Shane Mage wrote:
> Textboooks, physics included, are no different from the economics textbooks
> we know and love. They only present orthodox established views--radical
> alternatives being rarely even mentioned and then only to dismiss them. Not
> that this is so wrong when the science is real.  Electrical engineering
> textbooks are likely to have a great deal about plasma and very little if
> anything about the puny force called gravity.

I wonder: cui bono? (who benefits?) in economics, the political weight
of the business establishment and the government bias research and
thinking in the direction of pro-capitalist economics. In addition, it
is hard to break through the "illusions created by competition" and
"commodity fetishism," which pushes economists to look at the economy
from the inside (from the perspectives of individual businesscritters
and consumers) and to ignore the totality of social relations. These
forces do not seem to be relevant to physics at all.
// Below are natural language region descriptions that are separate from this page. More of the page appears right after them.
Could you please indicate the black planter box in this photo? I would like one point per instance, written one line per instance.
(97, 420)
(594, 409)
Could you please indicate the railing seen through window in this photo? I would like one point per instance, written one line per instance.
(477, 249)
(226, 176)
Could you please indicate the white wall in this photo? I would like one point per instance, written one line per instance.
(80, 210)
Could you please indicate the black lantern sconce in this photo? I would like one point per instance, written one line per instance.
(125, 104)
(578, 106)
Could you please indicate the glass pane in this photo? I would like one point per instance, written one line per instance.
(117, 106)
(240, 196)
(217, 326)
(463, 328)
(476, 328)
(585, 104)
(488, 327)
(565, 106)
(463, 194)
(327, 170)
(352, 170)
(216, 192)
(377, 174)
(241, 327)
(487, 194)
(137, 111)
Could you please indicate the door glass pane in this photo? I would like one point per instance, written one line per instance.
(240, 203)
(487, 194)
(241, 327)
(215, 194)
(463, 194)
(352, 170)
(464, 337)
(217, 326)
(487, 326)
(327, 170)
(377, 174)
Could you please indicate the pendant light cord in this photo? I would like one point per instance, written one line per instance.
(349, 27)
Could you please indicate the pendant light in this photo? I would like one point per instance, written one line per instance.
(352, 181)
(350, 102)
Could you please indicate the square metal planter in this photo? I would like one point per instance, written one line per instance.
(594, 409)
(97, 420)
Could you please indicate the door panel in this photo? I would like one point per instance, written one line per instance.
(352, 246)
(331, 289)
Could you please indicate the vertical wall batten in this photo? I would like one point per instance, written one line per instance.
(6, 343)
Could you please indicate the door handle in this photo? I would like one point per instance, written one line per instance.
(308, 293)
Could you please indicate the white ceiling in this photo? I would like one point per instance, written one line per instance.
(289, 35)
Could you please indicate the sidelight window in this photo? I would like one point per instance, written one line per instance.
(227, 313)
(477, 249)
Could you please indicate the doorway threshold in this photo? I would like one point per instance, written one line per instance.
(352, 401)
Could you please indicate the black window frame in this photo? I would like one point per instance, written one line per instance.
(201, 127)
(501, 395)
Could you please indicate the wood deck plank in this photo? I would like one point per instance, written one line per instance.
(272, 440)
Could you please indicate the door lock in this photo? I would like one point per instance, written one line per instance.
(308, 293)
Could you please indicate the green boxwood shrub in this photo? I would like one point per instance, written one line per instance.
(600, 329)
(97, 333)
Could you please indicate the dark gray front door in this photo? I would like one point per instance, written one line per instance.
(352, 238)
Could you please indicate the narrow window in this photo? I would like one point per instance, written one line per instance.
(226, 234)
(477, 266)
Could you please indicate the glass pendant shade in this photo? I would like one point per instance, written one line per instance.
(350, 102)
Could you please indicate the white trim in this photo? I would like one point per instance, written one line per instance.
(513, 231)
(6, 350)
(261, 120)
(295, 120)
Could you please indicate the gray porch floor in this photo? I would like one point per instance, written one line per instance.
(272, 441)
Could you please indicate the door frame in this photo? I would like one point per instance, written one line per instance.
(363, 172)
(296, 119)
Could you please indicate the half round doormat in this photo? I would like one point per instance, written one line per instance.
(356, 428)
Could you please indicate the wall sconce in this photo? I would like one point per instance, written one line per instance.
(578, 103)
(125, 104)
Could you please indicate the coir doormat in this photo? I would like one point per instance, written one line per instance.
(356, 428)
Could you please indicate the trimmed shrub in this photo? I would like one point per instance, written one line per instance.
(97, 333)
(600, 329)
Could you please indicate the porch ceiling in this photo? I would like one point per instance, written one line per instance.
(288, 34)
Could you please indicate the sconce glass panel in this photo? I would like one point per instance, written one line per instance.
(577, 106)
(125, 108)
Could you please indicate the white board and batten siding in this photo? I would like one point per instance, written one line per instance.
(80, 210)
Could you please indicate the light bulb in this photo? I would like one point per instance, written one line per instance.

What physics _may_ share with economics is the internal problem of the
domination of long-established tenured professors who not only run the
"good" and "respected" journals (along with the main professional
organizations) but also hand out tenure and promotion only to those
who agree with the orthodoxy (or disagree only on the margin). My
experience with the physics profession does not indicate that this is
a problem. But I'd like to hear about it from someone from within the
profession.

(As I've said, I am not a professional physicist by any means, so that
I cannot say with conviction that one school of physics is correct and
another incorrect.)
-- 
Jim Devine /  "Nobody told me there'd be days like these / Strange
days indeed -- most peculiar, mama." -- JL.